In his influential text “Of Other Spaces,” Michel Foucault advanced a concept of heterotopia that has informed my approach to making exhibitions and building a collection for SFMOMA. Heterotopia, in Foucault’s account, is an odd, destabilizing, and productive relation among discursive spaces (perhaps akin to what I have posited as the strange, fertile mismatch between architecture and other curatorial disciplines). Foucault first introduced the concept of heterotopia in Les Mots et les choses (1966, published in English as The Order of Things in 1970) with reference to a bizarre taxonomy of animals from a Chinese encyclopedia. The passage groups together, under the category of animals, things that are so incongruous that they cannot be understood as part of a single entity. Their association, their adjacency, cannot be imagined within our way of giving order to things.
Museum collections are by nature heterotopic; they remain heterogeneous assemblages of fragments even if conventional forms of exhibition practice seek to ascribe narrative coherence and a reassuring seamlessness. Museums gather, over long periods of time, objects that often do not make sense together. There is a considerable element of chance in how museum collections grow; this random, nonlinear aspect of collecting, if cultivated, helps move us toward understanding the collection as a charged field of differences rather than, as modernist ideology might have imagined, something more integrated, progressive, and authoritative.
Within the complex matrix of knowledge and things that characterizes a museum collection, visionary architecture may play a pivotal role.
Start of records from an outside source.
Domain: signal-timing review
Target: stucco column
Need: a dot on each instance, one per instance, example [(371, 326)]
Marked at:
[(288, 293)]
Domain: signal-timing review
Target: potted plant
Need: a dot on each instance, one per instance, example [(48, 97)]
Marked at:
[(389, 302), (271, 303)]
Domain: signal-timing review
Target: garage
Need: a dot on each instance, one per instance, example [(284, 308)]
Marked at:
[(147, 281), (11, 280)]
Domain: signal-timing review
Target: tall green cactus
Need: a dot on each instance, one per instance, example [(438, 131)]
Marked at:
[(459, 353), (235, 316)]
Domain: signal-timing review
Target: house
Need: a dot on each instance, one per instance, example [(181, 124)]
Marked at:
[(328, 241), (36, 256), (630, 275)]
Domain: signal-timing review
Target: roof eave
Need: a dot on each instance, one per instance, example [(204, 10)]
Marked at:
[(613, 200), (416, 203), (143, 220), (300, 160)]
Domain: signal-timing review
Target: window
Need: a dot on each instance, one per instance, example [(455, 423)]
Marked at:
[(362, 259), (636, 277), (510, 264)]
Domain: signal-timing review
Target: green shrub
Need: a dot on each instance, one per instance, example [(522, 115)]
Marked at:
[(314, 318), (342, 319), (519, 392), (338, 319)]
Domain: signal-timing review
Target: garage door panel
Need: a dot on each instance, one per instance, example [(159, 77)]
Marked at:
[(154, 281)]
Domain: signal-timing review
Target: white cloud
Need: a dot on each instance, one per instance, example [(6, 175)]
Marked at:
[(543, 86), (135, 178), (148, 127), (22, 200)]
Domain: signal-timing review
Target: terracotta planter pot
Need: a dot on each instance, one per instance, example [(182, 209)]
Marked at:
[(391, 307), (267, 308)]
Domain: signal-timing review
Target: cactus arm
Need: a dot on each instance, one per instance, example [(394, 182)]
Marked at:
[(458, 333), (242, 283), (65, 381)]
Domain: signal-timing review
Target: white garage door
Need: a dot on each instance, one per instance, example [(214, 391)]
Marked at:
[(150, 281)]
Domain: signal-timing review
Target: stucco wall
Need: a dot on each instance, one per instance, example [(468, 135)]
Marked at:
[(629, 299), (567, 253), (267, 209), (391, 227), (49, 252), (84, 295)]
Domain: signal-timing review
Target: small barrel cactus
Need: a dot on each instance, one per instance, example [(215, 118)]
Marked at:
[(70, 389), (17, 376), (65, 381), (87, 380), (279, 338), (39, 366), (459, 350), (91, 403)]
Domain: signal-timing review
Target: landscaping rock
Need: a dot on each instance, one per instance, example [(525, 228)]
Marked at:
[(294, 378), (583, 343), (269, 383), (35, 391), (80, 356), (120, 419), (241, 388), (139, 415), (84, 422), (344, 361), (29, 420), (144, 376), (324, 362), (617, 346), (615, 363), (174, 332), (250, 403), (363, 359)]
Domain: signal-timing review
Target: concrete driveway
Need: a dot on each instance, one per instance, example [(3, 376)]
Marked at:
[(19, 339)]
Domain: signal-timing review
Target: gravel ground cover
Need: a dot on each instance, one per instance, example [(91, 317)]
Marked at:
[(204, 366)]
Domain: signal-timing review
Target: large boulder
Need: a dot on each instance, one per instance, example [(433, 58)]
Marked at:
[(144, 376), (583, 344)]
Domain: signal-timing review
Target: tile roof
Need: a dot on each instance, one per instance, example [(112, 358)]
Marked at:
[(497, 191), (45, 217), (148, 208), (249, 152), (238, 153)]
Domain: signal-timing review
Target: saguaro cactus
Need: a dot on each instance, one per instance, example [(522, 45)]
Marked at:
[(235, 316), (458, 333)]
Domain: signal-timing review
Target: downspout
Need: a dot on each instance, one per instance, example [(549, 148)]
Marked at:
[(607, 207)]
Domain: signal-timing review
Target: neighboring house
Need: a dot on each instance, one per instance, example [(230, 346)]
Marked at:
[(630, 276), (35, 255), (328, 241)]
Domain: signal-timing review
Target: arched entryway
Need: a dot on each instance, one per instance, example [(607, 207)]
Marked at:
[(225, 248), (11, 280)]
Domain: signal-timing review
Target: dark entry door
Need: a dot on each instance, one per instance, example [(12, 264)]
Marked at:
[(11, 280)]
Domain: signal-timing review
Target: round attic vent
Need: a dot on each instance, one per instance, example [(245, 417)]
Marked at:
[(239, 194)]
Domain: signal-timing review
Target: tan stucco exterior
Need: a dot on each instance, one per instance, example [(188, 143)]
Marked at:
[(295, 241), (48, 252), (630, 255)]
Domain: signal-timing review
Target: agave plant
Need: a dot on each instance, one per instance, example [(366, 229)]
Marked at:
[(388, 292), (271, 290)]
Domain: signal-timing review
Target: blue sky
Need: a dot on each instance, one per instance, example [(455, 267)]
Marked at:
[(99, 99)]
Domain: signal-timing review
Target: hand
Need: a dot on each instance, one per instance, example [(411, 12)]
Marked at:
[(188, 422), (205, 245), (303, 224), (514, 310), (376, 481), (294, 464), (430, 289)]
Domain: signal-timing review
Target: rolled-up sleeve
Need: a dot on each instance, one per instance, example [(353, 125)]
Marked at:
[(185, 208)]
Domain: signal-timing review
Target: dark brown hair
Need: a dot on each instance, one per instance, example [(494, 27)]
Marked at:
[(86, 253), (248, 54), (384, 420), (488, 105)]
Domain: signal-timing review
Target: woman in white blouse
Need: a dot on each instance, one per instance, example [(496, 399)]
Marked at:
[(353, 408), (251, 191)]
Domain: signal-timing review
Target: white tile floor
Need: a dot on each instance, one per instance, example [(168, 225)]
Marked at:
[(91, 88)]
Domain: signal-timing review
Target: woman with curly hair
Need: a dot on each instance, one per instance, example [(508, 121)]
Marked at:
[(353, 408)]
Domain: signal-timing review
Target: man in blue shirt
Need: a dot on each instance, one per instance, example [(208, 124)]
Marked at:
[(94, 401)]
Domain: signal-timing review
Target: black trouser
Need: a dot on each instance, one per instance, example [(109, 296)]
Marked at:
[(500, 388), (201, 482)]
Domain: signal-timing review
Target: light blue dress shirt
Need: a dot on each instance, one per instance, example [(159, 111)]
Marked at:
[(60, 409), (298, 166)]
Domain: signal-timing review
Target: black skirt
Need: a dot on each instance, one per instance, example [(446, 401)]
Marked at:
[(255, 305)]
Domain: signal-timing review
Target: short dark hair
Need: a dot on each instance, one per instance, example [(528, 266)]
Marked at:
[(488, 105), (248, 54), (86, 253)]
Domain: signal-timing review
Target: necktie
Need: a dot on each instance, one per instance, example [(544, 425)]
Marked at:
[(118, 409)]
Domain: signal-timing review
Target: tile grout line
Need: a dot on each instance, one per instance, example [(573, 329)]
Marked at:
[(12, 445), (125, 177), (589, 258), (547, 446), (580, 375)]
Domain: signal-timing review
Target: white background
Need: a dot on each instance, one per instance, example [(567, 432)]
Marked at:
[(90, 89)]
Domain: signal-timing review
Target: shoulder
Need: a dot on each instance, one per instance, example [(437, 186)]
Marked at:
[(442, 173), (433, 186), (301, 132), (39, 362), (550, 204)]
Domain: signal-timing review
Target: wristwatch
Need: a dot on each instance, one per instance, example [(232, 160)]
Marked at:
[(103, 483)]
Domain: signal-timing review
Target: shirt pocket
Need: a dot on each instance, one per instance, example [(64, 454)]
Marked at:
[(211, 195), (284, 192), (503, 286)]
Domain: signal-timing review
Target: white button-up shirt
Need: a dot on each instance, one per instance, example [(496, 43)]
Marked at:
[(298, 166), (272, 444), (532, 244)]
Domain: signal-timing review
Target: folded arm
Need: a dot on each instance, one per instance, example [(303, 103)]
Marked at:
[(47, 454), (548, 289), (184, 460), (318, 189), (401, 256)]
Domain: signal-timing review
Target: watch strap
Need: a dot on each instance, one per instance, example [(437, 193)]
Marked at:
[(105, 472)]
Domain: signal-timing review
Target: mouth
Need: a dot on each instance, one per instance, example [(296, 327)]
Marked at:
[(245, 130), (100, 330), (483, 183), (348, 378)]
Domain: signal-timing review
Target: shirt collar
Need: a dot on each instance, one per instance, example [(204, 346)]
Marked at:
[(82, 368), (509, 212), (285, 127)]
Visionary work marks a form of creative labor that is critical, counternormative, and hopeful. However much its propositions may appear dated over time, they nonetheless advance a nonlinear model of historical change at odds with dominant narratives of modern culture. Visionary works irrupt into the here and now, bearing traces of earlier arguments about the future, the elsewhere, and the imaginable. As such they help museums act as agents, and not simply repositories, of culture, nurturing the special capacity of museums to sustain a collective, critical engagement with the way things are.